ÁNGELUS
Domingo 18 de marzo de 2007
Queridos hermanos y hermanas:
Acabo de volver del centro penitenciario de menores de Casal del Marmo, en Roma, que fui a visitar en este cuarto domingo de Cuaresma, llamado en latín domingo "Laetare", es decir, "Alégrate", por la primera palabra de la antífona de entrada de la liturgia de la misa. Hoy la liturgia nos invita a alegrarnos porque se acerca la Pascua, el día de la victoria de Cristo sobre el pecado y la muerte. Pero, ¿dónde se encuentra el manantial de la alegría cristiana sino en la Eucaristía, que Cristo nos ha dejado como alimento espiritual, mientras somos peregrinos en esta tierra? La Eucaristía alimenta en los creyentes de todas las épocas la alegría profunda, que está íntimamente relacionada con el amor y la paz, y que tiene su origen en la comunión con Dios y con los hermanos.
El martes pasado se presentó la exhortación apostólica postsinodal Sacramentum caritatis, que tiene como tema precisamente la Eucaristía, fuente y culmen de la vida y de la misión de la Iglesia. La elaboré recogiendo los frutos de la XI Asamblea general del Sínodo de los obispos, que se celebró en el Vaticano en octubre de 2005. Espero volver a reflexionar sobre este importante texto, pero ya desde ahora deseo subrayar que es expresión de la fe de la Iglesia universal en el misterio eucarístico, y está en continuidad con el concilio Vaticano II y el magisterio de mis venerados predecesores Pablo VI y Juan Pablo II.
En este documento quise poner de relieve, entre otras cosas, su vínculo con la encíclica Deus caritas est: por eso elegí como título Sacramentum caritatis, retomando una hermosa definición de la Eucaristía de santo Tomás de Aquino (cf.
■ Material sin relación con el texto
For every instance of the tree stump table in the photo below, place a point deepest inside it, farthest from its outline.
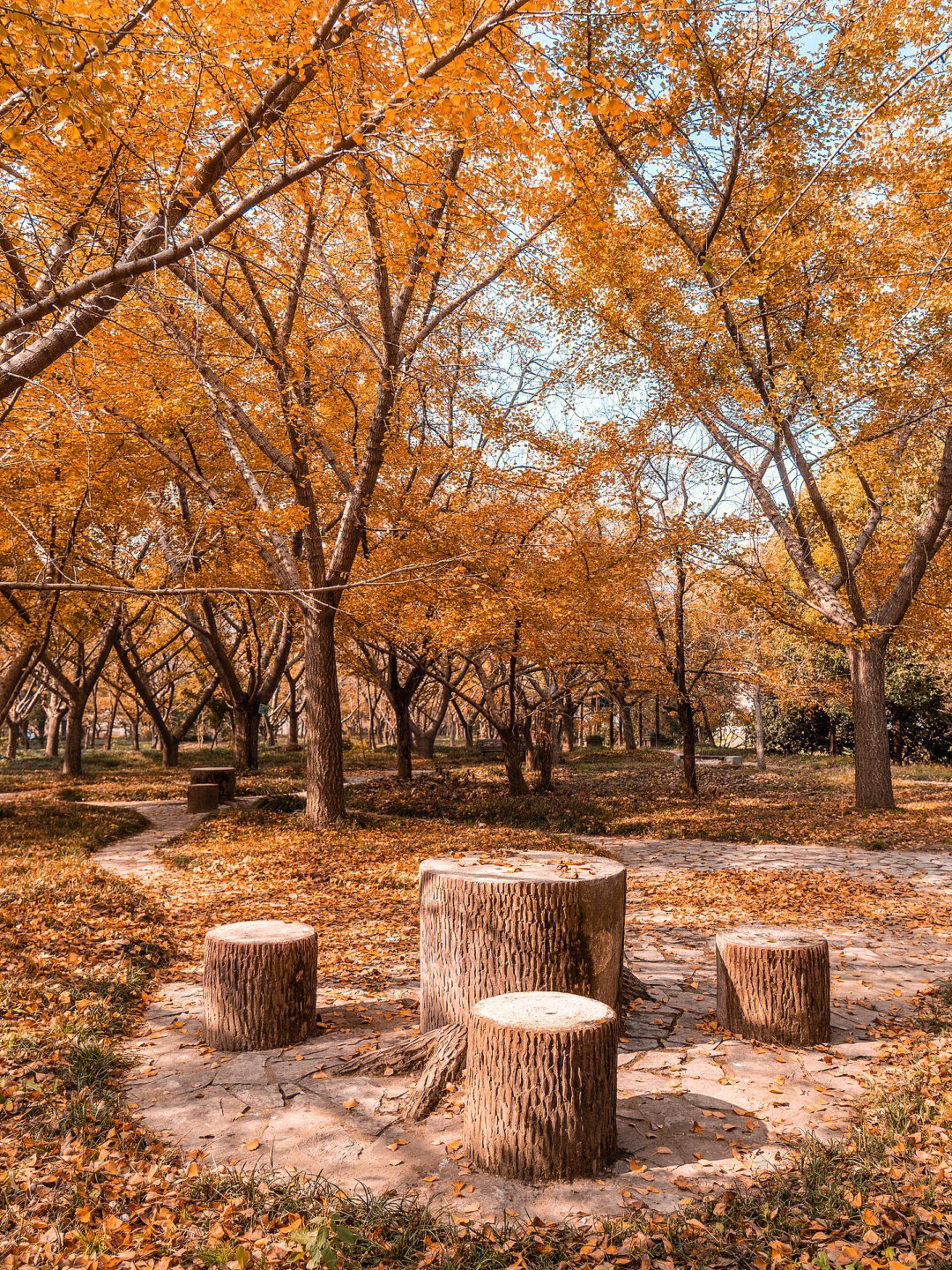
(775, 984)
(222, 776)
(534, 921)
(259, 986)
(541, 1086)
(202, 798)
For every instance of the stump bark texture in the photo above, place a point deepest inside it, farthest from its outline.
(775, 984)
(260, 984)
(534, 921)
(222, 776)
(202, 798)
(541, 1086)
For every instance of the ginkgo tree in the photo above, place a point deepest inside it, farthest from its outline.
(766, 235)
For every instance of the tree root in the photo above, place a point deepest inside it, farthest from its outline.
(446, 1064)
(406, 1056)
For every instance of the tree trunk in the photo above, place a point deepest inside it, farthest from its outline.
(294, 741)
(404, 736)
(527, 923)
(773, 986)
(759, 729)
(260, 984)
(542, 1086)
(628, 724)
(247, 724)
(72, 741)
(874, 775)
(512, 758)
(54, 721)
(686, 718)
(324, 750)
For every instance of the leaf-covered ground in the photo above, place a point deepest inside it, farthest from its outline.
(81, 1184)
(643, 796)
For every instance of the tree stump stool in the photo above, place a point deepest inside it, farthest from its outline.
(202, 798)
(222, 776)
(541, 1086)
(775, 984)
(259, 986)
(534, 921)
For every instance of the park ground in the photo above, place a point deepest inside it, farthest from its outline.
(84, 954)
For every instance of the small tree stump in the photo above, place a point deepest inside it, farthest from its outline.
(534, 921)
(222, 776)
(260, 984)
(202, 798)
(542, 1086)
(775, 984)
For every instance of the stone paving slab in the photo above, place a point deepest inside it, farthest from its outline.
(695, 1110)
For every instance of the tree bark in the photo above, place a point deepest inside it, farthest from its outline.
(874, 773)
(512, 759)
(324, 750)
(260, 984)
(248, 728)
(532, 921)
(404, 738)
(72, 741)
(541, 1086)
(773, 986)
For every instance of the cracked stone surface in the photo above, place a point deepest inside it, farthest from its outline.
(695, 1109)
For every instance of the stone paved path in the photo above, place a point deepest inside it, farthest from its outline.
(695, 1110)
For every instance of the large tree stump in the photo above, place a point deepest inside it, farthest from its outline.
(542, 1086)
(534, 921)
(222, 776)
(260, 984)
(775, 984)
(202, 798)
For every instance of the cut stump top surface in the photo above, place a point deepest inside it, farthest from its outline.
(262, 932)
(524, 866)
(770, 937)
(544, 1011)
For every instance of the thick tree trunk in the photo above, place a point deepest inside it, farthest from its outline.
(773, 986)
(260, 984)
(525, 923)
(72, 741)
(686, 718)
(404, 736)
(294, 739)
(542, 1086)
(628, 725)
(324, 750)
(512, 758)
(874, 775)
(248, 727)
(54, 721)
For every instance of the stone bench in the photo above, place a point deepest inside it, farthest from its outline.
(222, 776)
(259, 986)
(541, 1086)
(773, 984)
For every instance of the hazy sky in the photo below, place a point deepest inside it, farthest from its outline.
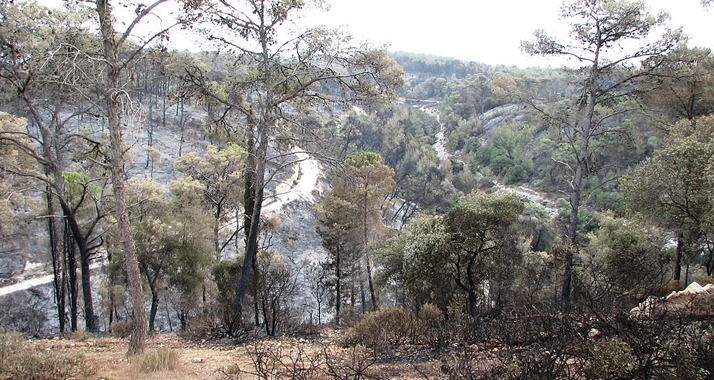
(486, 31)
(483, 31)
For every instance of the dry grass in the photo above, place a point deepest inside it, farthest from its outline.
(161, 359)
(107, 356)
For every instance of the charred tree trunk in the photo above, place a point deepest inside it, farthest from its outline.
(338, 286)
(112, 98)
(57, 267)
(678, 257)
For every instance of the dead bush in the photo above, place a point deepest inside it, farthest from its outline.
(121, 329)
(162, 359)
(81, 336)
(385, 328)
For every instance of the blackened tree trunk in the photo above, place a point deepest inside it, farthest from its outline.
(57, 267)
(113, 97)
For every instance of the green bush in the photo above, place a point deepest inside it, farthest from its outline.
(388, 327)
(121, 329)
(430, 329)
(163, 359)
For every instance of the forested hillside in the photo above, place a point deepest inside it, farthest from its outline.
(500, 222)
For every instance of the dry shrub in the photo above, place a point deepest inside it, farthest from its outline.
(162, 359)
(10, 342)
(81, 336)
(384, 328)
(275, 361)
(121, 329)
(350, 316)
(29, 365)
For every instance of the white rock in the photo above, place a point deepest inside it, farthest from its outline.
(693, 288)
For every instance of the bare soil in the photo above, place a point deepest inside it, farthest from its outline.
(210, 360)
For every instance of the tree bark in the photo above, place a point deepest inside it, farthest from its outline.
(338, 287)
(57, 267)
(112, 96)
(678, 257)
(71, 266)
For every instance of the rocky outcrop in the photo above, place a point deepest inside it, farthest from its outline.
(695, 299)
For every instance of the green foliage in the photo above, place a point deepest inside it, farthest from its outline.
(506, 155)
(10, 342)
(226, 274)
(426, 271)
(161, 359)
(386, 328)
(81, 336)
(121, 329)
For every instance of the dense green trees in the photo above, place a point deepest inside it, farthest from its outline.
(351, 217)
(598, 31)
(674, 188)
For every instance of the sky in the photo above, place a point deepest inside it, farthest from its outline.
(482, 31)
(472, 30)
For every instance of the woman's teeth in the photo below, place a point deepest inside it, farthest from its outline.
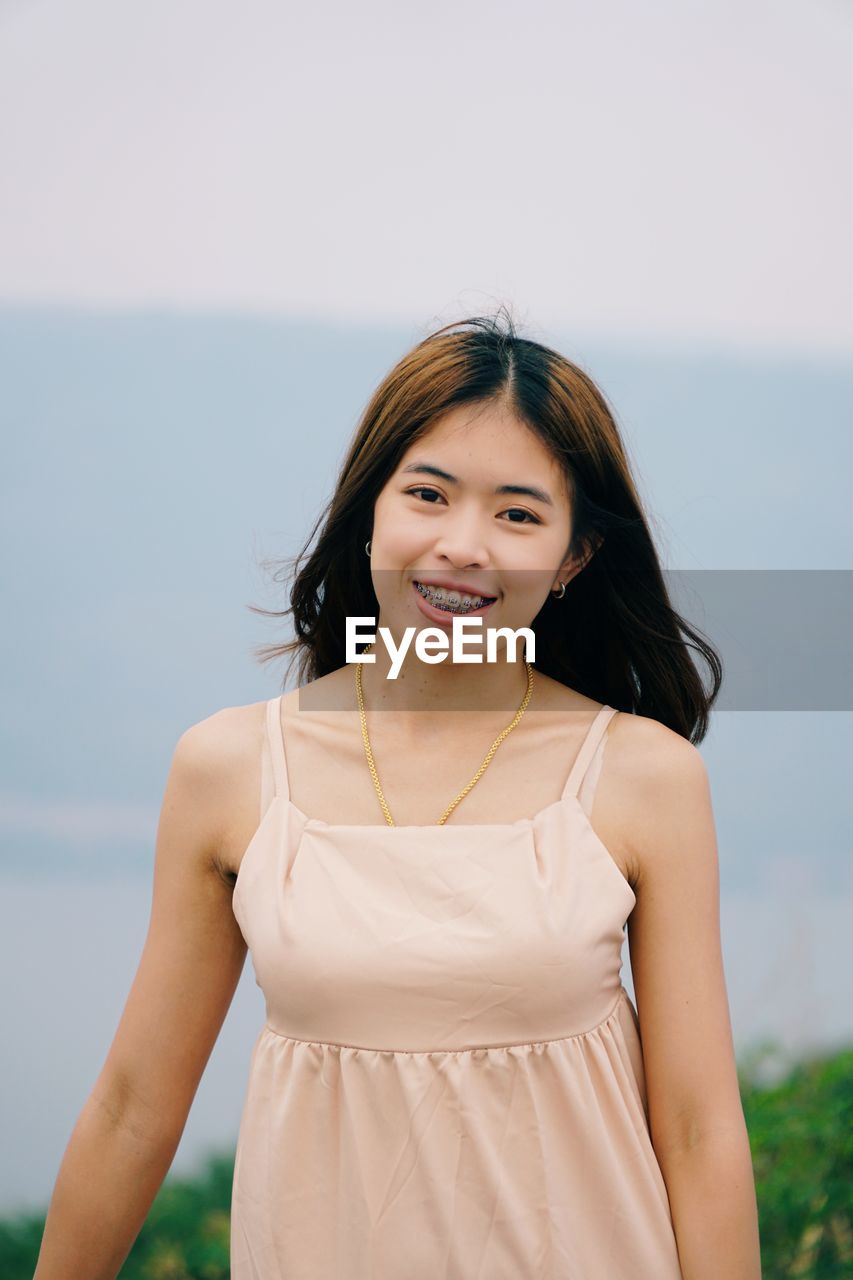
(452, 602)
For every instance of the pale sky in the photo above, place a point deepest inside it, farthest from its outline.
(666, 172)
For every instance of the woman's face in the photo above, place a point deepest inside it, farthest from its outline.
(456, 529)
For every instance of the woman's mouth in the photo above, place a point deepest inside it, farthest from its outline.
(442, 604)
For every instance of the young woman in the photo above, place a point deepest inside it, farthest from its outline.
(451, 1080)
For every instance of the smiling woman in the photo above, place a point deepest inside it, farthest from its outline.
(433, 876)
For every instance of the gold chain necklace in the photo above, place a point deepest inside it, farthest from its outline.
(477, 776)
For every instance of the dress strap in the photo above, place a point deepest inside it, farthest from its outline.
(276, 741)
(588, 749)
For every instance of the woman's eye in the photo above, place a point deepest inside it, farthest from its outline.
(529, 519)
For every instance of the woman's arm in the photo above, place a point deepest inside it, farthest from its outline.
(128, 1130)
(696, 1115)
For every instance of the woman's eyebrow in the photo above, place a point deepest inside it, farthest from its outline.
(525, 490)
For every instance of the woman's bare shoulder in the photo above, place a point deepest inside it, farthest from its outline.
(647, 769)
(224, 752)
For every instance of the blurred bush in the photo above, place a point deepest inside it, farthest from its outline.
(801, 1134)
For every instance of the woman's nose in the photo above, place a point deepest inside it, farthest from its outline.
(464, 542)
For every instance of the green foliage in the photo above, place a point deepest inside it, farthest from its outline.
(801, 1133)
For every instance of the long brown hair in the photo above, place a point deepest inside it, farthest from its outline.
(614, 636)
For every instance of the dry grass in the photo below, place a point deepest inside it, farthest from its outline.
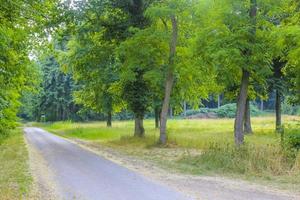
(15, 178)
(200, 146)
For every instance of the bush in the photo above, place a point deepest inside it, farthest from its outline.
(293, 139)
(199, 111)
(229, 110)
(225, 111)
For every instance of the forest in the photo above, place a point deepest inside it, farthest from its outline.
(158, 64)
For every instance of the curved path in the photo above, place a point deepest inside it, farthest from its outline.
(81, 174)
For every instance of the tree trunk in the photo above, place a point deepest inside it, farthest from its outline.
(139, 130)
(278, 110)
(240, 111)
(156, 115)
(171, 112)
(108, 120)
(184, 108)
(261, 104)
(242, 97)
(247, 120)
(168, 83)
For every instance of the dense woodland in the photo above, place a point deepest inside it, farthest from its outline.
(106, 59)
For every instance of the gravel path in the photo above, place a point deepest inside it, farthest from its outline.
(76, 173)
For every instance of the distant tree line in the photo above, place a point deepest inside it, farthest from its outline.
(107, 56)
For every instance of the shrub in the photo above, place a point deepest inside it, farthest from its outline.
(293, 138)
(225, 111)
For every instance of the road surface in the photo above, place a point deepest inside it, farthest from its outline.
(81, 174)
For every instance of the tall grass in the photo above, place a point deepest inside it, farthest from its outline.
(261, 156)
(15, 178)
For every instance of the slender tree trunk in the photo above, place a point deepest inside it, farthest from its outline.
(219, 101)
(156, 115)
(261, 104)
(247, 120)
(242, 97)
(171, 112)
(184, 108)
(240, 111)
(169, 83)
(109, 119)
(139, 130)
(278, 110)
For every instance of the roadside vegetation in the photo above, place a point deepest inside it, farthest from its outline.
(202, 146)
(131, 59)
(15, 178)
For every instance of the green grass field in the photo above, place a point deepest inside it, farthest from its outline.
(201, 146)
(15, 179)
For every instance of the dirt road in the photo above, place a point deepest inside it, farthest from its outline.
(76, 173)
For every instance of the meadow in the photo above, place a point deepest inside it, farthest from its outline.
(202, 146)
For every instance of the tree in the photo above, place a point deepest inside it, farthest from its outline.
(17, 73)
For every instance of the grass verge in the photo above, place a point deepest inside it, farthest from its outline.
(201, 147)
(15, 179)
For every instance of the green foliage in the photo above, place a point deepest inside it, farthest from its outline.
(292, 137)
(289, 109)
(225, 111)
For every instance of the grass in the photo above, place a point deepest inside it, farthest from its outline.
(15, 178)
(201, 146)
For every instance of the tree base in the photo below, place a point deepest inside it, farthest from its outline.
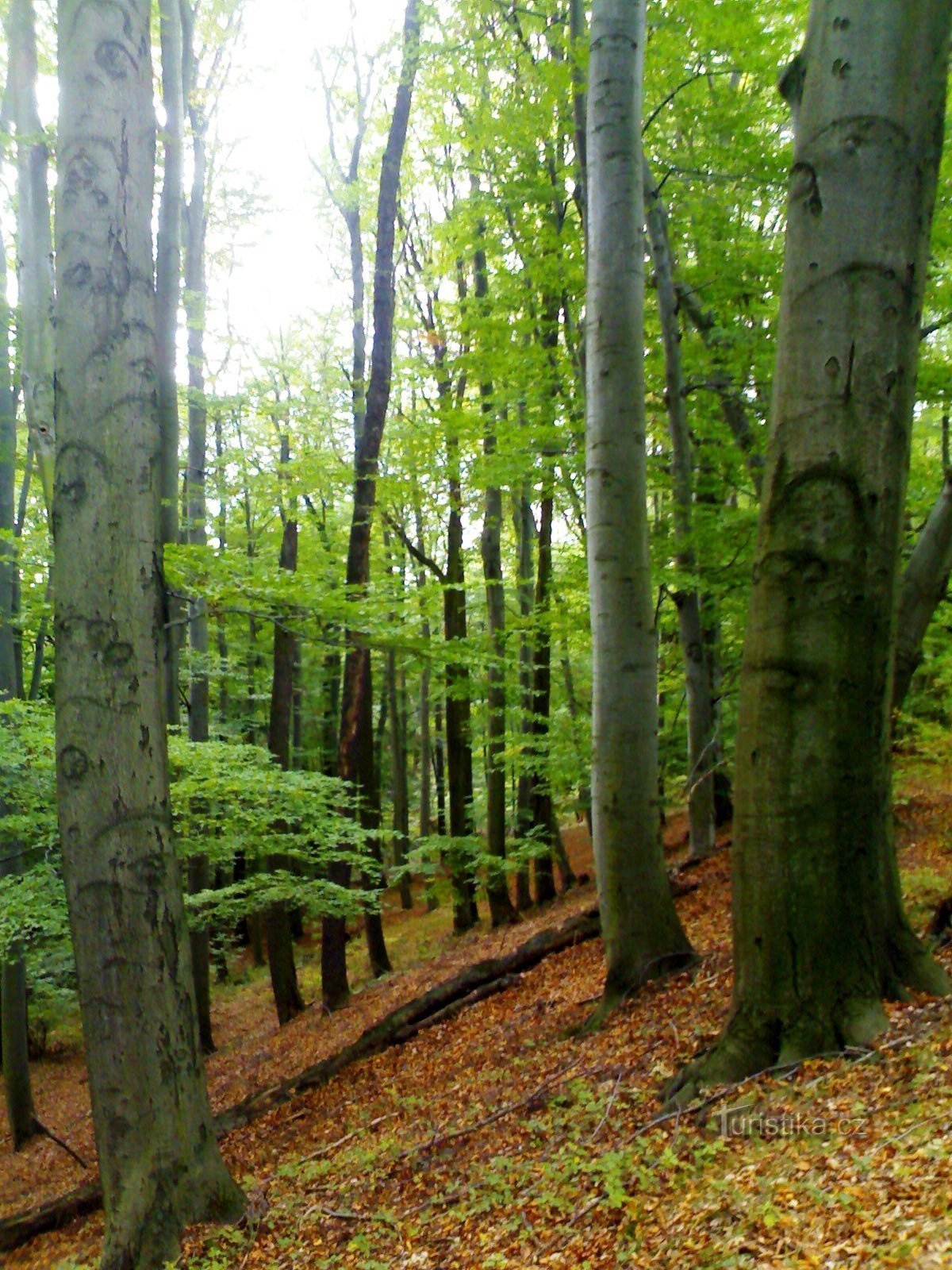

Summa Theol., III, q. 73, a. 3, ad 3), "Sacramento de la caridad". Sí, en la Eucaristía Cristo quiso darnos su amor, que lo impulsó a ofrecer en la cruz su vida por nosotros.
En la última Cena, al lavar los pies a sus discípulos, Jesús nos dejó el mandamiento del amor: "Como yo os he amado, así amaos también vosotros los unos a los otros" (Jn 13, 34). Pero, dado que esto sólo es posible permaneciendo unidos a él, como sarmientos a la vid (cf. Jn 15, 1-8), decidió quedarse él mismo entre nosotros en la Eucaristía, para que nosotros pudiéramos permanecer en él. Por tanto, cuando nos alimentamos con fe de su Cuerpo y de su Sangre, su amor pasa a nosotros y nos capacita para dar, también nosotros, la vida por nuestros hermanos (cf. 1Jn 3, 16) y no vivir para nosotros mismos. De aquí brota la alegría cristiana, la alegría del amor y de ser amados.
"Mujer eucarística" por excelencia es María, obra maestra de la gracia divina: el amor de Dios la hizo inmaculada "en su presencia, en el amor" (cf. Ef 1, 4). Junto a ella, para custodiar al Redentor, Dios puso a san José, cuya solemnidad litúrgica celebraremos mañana. Invoco en particular a este gran santo, mi patrono, para que creyendo, celebrando y viviendo con fe el misterio eucarístico, el pueblo de Dios sea colmado del amor de Cristo y difunda sus frutos de alegría y paz a toda la humanidad.